En una industria que idolatra la juventud, las actrices mayores de 60 resisten, se reinventan y alzan la voz para contar las historias que el sistema aún se niega a mirar.
En esta conversación íntima y sin concesiones, Claudette Maillé reflexiona sobre el valor de edad en la industria audiovisual, los estereotipos sobre las mujeres maduras y la necesidad urgente de crear nuevas narrativas donde la edad no sea sinónimo de declive, sino de profundidad, deseo y poder.
Hoy, desde tu experiencia y tu trayectoria, ¿qué significa para ti ser una actriz en esta etapa de la vida dentro de la industria audiovisual?
‘Ser actriz en esta etapa es, para mí, un acto de resistencia y también de libertad. Resistencia porque el sistema sigue siendo profundamente joven-céntrico, sobre todo con las mujeres. Y libertad porque no estoy buscando demostrar nada: ahora busco la verdad.
Con los años me he ido despojando de la ansiedad por encajar o agradar. Tengo más experiencia en el oficio, más herramientas, pero también más claridad sobre lo que no estoy dispuesta a hacer. Ser actriz hoy, significa elegir con más cuidado y sostener con más firmeza mi lugar, aunque ese lugar no esté claramente definido por la industria’.

A lo largo de los años, ¿has sentido que la industria privilegia la juventud en las mujeres?, ¿qué tipo de personajes están llegando hoy para actrices mayores y qué miradas o estereotipos crees que todavía se repiten?
‘Sí, sin duda la industria privilegia la juventud femenina. A los hombres se les permite envejecer; a las mujeres se nos exige permanecer deseables y cuando dejamos de cumplir ese estándar, muchas veces dejamos de ser narrativamente ‘interesantes’.
Los personajes que llegan para mujeres maduras suelen estar marcados por roles tradicionales: la madre abnegada, la suegra incómoda, la mujer amargada, la que perdió algo. Se explora muy poco la vida erótica, intelectual, profesional de las mujeres en esta etapa con verdadera complejidad.

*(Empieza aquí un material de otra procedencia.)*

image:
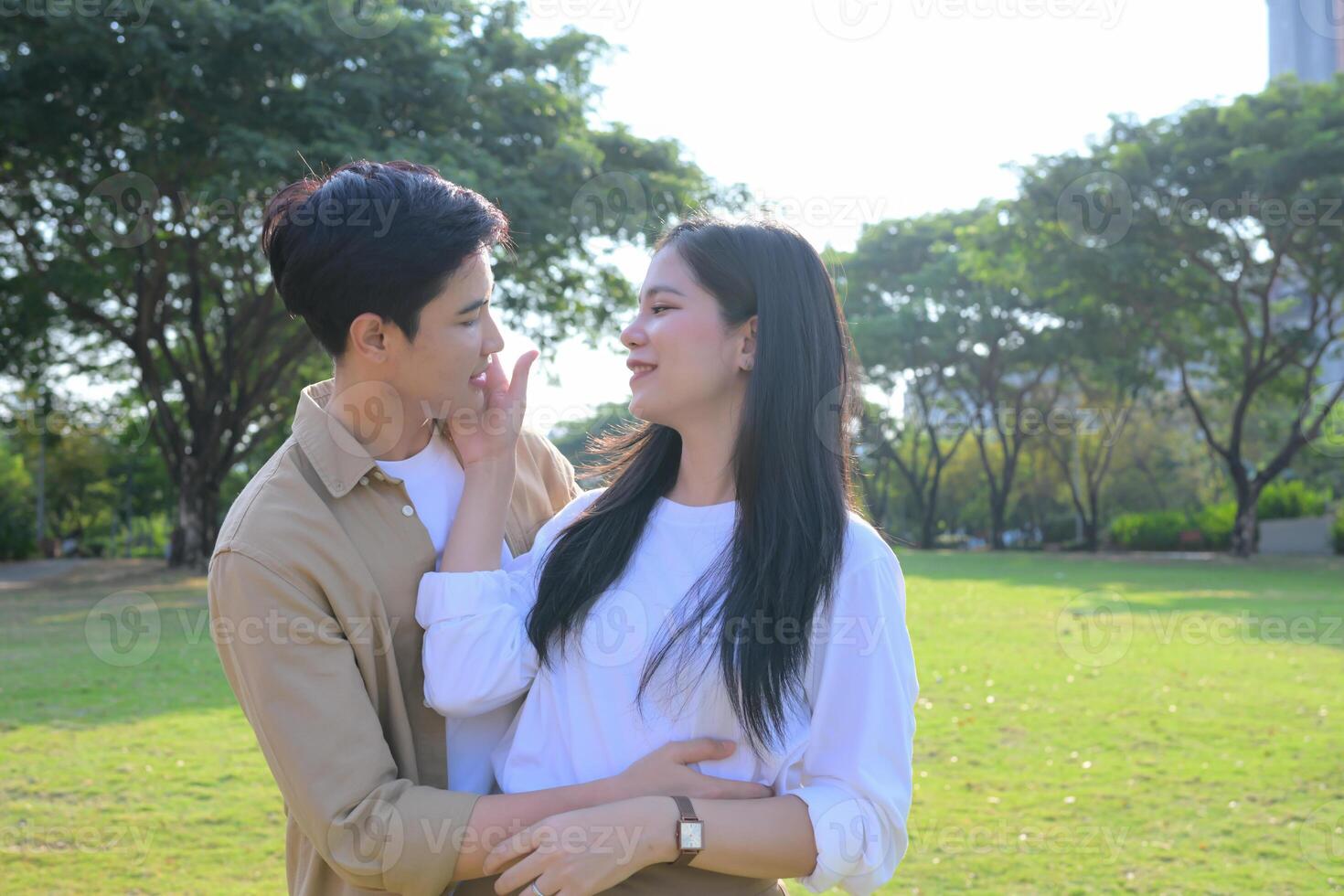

En contadas ocasiones llegan propuestas distintas, y cuando sucede es un regalo, pero son excepciones. Siento que lo que se repite es una mirada reductiva: como si la madurez fuera sinónimo de declive y la verdad es que la madurez puede ser una etapa vibrante y llena de vida’.
En ‘¿Quieres ser Mi Novia?’ y en ‘Doc’, ¿sentiste que tus personajes aportan una visión distinta o más amplia sobre la mujer madura?, ¿qué encontraste en ellos que conectó contigo personalmente?
‘Son personajes muy distintos entre sí y eso para mí ya es valioso. En ‘¿Quieres ser mi novia?’ mi personaje tiene un tono más caricaturesco al tratarse de una comedia: una madre que no logra aceptar que su hijo esté con una mujer mayor y eso la lleva a un lugar casi histérico.
No necesariamente conecto con ella desde lo personal, de hecho me divierte porque puedo mirarla con cierta ironía. Hay algo liberador en interpretar a una mujer que encarna prejuicios generacionales, me permite jugar, exagerar y burlarme un poco de esas posturas rígidas.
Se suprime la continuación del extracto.